However, despite these advantages, medical diagnostic AI models face significant challenges, including potential biases in the data and the high sensitivity of such data, necessitating robust protection mechanisms. Biases may arise if the data used to train algorithms do not adequately represent all demographic groups, leading to inaccurate diagnoses. Additionally, handling sensitive patient information raises serious concerns about security and compliance with privacy regulations.

Reflecting Societal Biases in AI

Machine learning systems are trained on large datasets, which often reflect existing societal patterns and inequalities. Consequently, AI can replicate these biases or even amplify them in its outputs. For example, if trained on biased data, AI might provide more accurate diagnoses for groups well-represented in the data while producing errors or suboptimal treatment recommendations for underrepresented groups.

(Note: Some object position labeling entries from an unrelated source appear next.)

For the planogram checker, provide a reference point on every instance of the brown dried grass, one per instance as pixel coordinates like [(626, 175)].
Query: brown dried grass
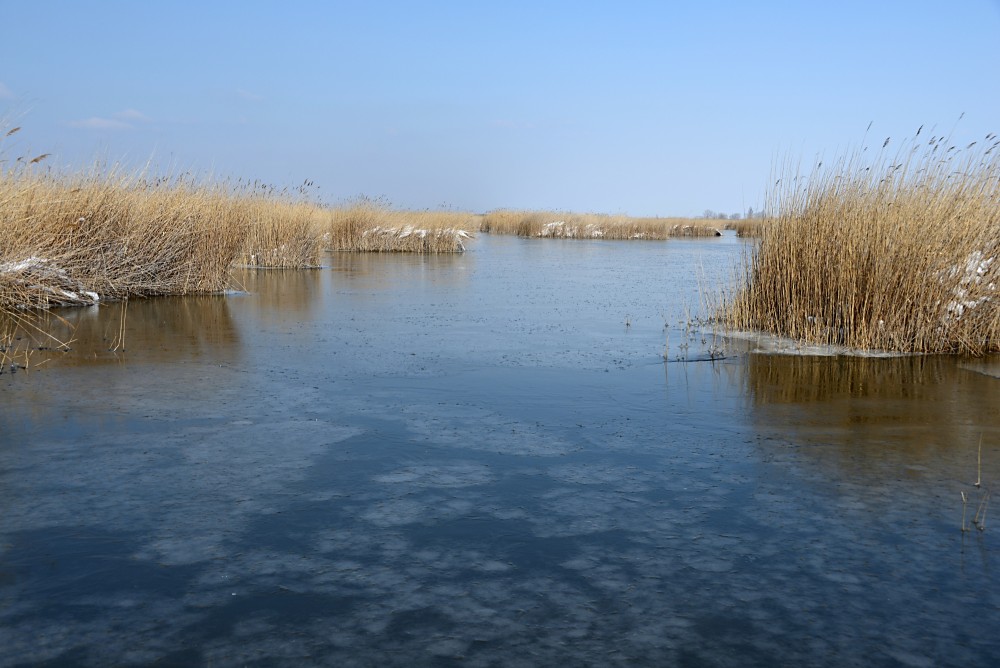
[(370, 226), (564, 225), (897, 253)]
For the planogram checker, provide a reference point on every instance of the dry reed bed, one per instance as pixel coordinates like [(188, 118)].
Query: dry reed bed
[(592, 226), (370, 227), (897, 253), (68, 241)]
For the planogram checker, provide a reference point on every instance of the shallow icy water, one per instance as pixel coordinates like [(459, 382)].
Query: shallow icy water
[(472, 460)]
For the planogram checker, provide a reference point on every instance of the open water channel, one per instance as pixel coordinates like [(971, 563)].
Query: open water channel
[(484, 460)]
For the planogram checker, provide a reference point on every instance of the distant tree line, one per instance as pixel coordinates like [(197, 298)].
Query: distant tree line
[(718, 215)]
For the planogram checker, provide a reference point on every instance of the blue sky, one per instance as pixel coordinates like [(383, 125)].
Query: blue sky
[(647, 108)]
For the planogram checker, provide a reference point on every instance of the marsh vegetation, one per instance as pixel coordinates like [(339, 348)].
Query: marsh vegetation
[(895, 253), (567, 225)]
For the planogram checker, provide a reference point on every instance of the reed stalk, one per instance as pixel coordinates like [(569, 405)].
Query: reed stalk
[(895, 253)]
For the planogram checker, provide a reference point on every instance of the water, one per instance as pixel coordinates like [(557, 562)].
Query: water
[(473, 460)]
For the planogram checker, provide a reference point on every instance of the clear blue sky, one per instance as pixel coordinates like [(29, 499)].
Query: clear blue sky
[(648, 108)]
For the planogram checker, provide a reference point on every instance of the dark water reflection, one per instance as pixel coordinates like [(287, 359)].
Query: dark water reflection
[(472, 460)]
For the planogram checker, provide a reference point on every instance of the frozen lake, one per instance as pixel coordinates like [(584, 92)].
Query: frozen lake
[(484, 460)]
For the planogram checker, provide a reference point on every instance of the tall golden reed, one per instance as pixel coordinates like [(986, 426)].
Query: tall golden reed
[(371, 226), (564, 225), (895, 253)]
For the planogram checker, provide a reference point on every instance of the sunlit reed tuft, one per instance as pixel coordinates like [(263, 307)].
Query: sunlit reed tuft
[(897, 252)]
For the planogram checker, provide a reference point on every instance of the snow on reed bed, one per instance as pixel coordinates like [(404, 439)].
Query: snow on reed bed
[(894, 253), (547, 224), (370, 226)]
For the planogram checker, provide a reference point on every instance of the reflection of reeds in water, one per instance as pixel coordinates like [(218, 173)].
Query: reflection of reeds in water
[(375, 271), (790, 379), (288, 294), (915, 404), (167, 329), (564, 225)]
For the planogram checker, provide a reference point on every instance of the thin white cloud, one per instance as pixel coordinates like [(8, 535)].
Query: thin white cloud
[(247, 95), (97, 123), (132, 115)]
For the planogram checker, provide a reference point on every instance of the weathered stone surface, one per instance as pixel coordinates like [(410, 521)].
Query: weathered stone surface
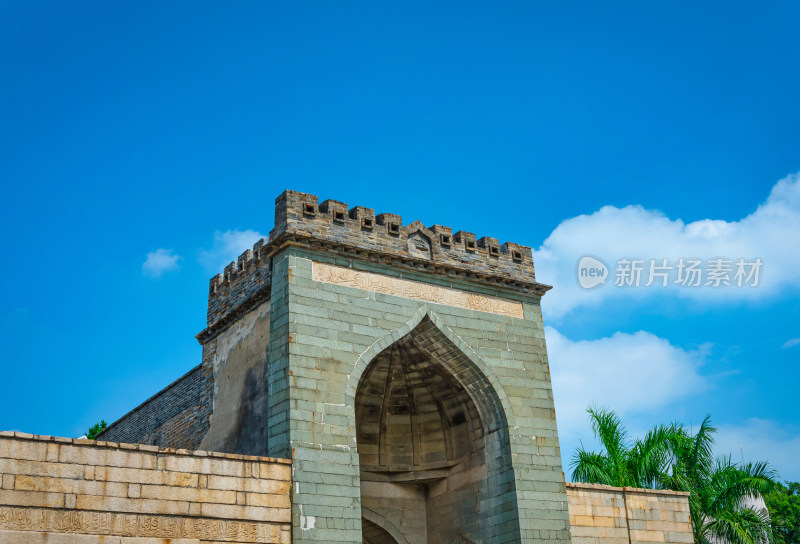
[(175, 417), (404, 371), (600, 514), (124, 494)]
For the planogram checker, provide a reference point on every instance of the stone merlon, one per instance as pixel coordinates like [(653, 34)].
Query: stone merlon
[(358, 232)]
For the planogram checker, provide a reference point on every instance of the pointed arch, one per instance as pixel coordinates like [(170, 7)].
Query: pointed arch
[(449, 350), (376, 519)]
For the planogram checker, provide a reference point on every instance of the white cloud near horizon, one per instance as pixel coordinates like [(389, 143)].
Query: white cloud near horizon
[(771, 233), (629, 373), (159, 262), (227, 247), (762, 440)]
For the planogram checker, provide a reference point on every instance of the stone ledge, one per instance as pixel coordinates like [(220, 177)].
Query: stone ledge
[(602, 487), (138, 447)]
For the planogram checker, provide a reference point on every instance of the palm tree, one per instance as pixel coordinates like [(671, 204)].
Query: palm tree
[(641, 463), (721, 492)]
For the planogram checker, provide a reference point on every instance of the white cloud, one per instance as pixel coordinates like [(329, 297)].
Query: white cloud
[(227, 247), (770, 233), (792, 342), (160, 261), (629, 373), (762, 440)]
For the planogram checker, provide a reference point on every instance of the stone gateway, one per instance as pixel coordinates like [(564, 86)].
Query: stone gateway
[(402, 373)]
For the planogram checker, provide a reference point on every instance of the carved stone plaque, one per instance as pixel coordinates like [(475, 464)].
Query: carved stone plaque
[(415, 290), (419, 245)]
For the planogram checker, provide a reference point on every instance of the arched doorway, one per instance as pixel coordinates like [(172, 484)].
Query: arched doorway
[(432, 442), (372, 533)]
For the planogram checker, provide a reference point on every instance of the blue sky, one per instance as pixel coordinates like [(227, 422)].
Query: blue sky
[(142, 147)]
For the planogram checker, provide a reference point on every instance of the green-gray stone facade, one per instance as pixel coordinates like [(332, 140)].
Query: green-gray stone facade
[(409, 419)]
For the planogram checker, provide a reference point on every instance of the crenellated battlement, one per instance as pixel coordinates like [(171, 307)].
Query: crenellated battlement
[(358, 232)]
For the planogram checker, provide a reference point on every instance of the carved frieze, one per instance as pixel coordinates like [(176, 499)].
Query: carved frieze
[(414, 290)]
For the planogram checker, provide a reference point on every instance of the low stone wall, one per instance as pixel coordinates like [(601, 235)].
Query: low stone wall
[(60, 490), (601, 514)]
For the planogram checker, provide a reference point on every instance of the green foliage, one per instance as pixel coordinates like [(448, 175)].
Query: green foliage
[(95, 429), (784, 509), (670, 457)]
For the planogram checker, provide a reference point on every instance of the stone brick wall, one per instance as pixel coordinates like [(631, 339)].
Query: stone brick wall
[(175, 417), (323, 336), (600, 514), (58, 490)]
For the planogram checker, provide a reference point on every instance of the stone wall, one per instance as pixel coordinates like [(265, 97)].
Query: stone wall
[(59, 490), (600, 514), (175, 417), (326, 331)]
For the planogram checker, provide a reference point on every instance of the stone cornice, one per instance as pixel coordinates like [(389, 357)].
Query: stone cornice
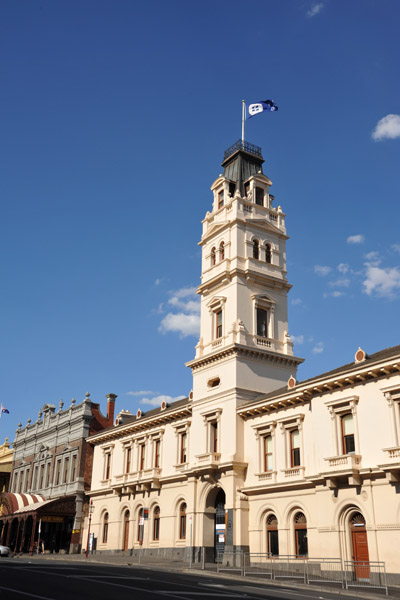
[(237, 351)]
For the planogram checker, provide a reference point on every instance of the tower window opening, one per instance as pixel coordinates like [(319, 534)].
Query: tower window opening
[(256, 249), (268, 253), (213, 256), (260, 196), (218, 324), (262, 325)]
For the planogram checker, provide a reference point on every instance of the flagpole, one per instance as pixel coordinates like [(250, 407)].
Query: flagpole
[(243, 117)]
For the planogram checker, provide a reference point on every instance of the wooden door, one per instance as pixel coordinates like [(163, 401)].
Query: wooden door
[(361, 554)]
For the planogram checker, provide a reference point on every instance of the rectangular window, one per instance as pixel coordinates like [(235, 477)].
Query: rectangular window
[(128, 460), (183, 458), (348, 434), (142, 456), (157, 449), (41, 480), (214, 437), (295, 448), (268, 453), (107, 469), (58, 471), (66, 469), (218, 323), (262, 328), (73, 468)]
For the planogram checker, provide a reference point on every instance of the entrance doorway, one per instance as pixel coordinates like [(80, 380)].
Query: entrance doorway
[(360, 546), (220, 523)]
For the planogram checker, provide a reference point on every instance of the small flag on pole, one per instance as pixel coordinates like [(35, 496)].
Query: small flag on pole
[(254, 109)]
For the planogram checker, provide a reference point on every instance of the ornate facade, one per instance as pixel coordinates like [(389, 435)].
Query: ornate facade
[(253, 459)]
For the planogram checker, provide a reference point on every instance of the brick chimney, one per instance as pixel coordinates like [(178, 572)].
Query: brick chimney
[(110, 407)]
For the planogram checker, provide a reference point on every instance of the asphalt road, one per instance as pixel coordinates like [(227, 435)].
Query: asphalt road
[(25, 580)]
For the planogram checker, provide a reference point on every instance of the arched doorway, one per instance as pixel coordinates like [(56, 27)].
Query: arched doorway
[(214, 523), (300, 534), (272, 536), (359, 542), (220, 523), (125, 534)]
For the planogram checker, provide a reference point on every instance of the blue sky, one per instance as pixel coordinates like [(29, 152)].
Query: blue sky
[(115, 116)]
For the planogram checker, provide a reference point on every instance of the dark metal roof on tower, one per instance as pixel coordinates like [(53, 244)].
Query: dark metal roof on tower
[(241, 161)]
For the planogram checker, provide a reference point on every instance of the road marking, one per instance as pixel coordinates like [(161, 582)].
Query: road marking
[(26, 593)]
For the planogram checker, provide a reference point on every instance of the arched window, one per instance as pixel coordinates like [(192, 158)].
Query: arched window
[(156, 523), (213, 255), (272, 536), (182, 521), (140, 524), (256, 249), (105, 528), (300, 533), (125, 540)]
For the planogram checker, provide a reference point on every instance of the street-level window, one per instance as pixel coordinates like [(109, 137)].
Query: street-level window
[(295, 448), (268, 466), (182, 521), (348, 434), (262, 324)]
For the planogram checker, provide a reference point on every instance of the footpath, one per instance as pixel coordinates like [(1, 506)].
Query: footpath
[(134, 560)]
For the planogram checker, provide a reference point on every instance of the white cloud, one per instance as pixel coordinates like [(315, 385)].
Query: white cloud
[(343, 268), (355, 239), (318, 348), (180, 323), (296, 301), (315, 9), (187, 320), (322, 270), (387, 128), (157, 400), (343, 282), (382, 282)]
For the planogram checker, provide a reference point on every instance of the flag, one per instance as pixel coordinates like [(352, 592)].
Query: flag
[(254, 109)]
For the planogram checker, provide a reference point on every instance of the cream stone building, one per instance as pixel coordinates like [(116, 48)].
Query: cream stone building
[(253, 459)]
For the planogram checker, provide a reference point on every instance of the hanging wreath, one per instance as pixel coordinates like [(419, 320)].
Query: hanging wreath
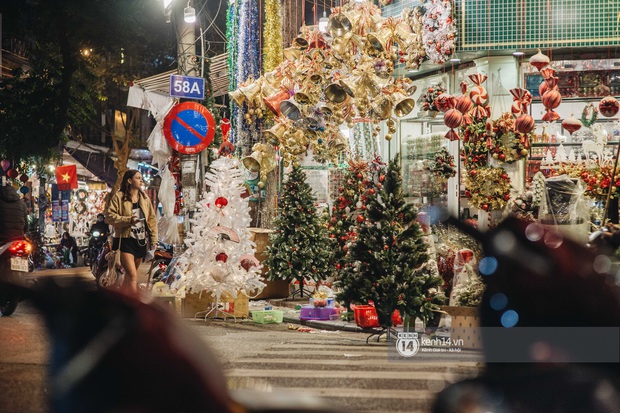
[(488, 188), (506, 145), (439, 31), (81, 208), (589, 115), (443, 166), (82, 194)]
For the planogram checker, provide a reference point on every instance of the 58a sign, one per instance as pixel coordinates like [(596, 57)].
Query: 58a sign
[(187, 87)]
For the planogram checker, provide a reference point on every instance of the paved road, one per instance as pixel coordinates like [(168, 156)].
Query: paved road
[(338, 366)]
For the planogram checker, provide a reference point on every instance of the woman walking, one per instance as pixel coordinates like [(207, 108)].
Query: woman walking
[(132, 215)]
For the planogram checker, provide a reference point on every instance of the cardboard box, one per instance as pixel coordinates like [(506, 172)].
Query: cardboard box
[(204, 301)]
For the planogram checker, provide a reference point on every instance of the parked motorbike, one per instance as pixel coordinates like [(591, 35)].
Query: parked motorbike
[(15, 263)]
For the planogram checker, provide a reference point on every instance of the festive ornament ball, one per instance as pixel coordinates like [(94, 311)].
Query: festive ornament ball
[(479, 95), (609, 106), (6, 164), (221, 202), (453, 118), (539, 60), (543, 88), (525, 123), (552, 99), (572, 124), (464, 104)]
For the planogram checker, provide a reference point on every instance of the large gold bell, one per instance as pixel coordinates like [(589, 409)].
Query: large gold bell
[(292, 54), (237, 97), (378, 41), (274, 134), (336, 93), (273, 101), (300, 43), (339, 25), (290, 109), (403, 105), (383, 108), (252, 162)]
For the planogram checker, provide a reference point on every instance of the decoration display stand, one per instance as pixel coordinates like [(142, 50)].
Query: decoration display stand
[(213, 312)]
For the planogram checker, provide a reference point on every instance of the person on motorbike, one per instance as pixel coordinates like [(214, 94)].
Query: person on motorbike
[(67, 241)]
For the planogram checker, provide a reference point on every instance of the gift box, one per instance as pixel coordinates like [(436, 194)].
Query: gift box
[(316, 313), (202, 302)]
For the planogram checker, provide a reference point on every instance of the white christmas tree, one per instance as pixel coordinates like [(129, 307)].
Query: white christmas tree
[(220, 255)]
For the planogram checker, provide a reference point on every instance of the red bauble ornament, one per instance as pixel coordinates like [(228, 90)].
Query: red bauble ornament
[(572, 124), (609, 106), (552, 99), (525, 123), (453, 118), (221, 202), (539, 60)]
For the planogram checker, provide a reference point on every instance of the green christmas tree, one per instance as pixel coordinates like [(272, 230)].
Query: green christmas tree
[(390, 253), (348, 213), (299, 246), (342, 221)]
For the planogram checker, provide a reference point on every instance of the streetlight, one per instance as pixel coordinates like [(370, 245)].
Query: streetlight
[(189, 14)]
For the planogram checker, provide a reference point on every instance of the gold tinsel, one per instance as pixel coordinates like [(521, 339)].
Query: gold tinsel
[(272, 36)]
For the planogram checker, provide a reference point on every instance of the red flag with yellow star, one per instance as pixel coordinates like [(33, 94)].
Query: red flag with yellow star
[(66, 177)]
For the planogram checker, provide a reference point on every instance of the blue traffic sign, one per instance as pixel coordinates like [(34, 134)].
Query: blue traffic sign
[(187, 87), (189, 127)]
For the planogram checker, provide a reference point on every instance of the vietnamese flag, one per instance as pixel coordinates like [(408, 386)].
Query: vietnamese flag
[(66, 177)]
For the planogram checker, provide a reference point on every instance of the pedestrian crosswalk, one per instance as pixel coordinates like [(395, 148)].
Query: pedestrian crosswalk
[(351, 374)]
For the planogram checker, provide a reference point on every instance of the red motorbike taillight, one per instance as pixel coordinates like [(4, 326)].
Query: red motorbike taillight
[(20, 248)]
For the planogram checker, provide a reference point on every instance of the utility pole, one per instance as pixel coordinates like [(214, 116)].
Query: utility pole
[(187, 66)]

A stark example comes from a study by the University of Leeds, which showed that up to half of women presenting symptoms after a heart attack receive an incorrect diagnosis because common protocols are more tailored to typical male symptoms. If AI suggests treatments based on biased data patterns, it risks perpetuating inequalities in care. When patients perceive that AI systems may not be fair or accurate for everyone—particularly minorities or vulnerable groups—trust in the technology and healthcare institutions can be seriously undermined.

Privacy Protection

Medical data, being highly sensitive, is protected by strict regulations to ensure its privacy and security, such as the GDPR in Europe and HIPAA in the U.S. These laws require that any collection, storage, or processing of health data complies with rigorous standards to prevent leaks and unauthorized access. The transfer of such data outside hospital environments poses additional risks, necessitating that external providers maintain protection levels equivalent to those required within hospitals. Even without direct access, the possibility of malicious third parties accessing sensitive information represents a significant privacy risk. Managing external data in AI systems is particularly complex and must involve advanced security measures and compliance protocols.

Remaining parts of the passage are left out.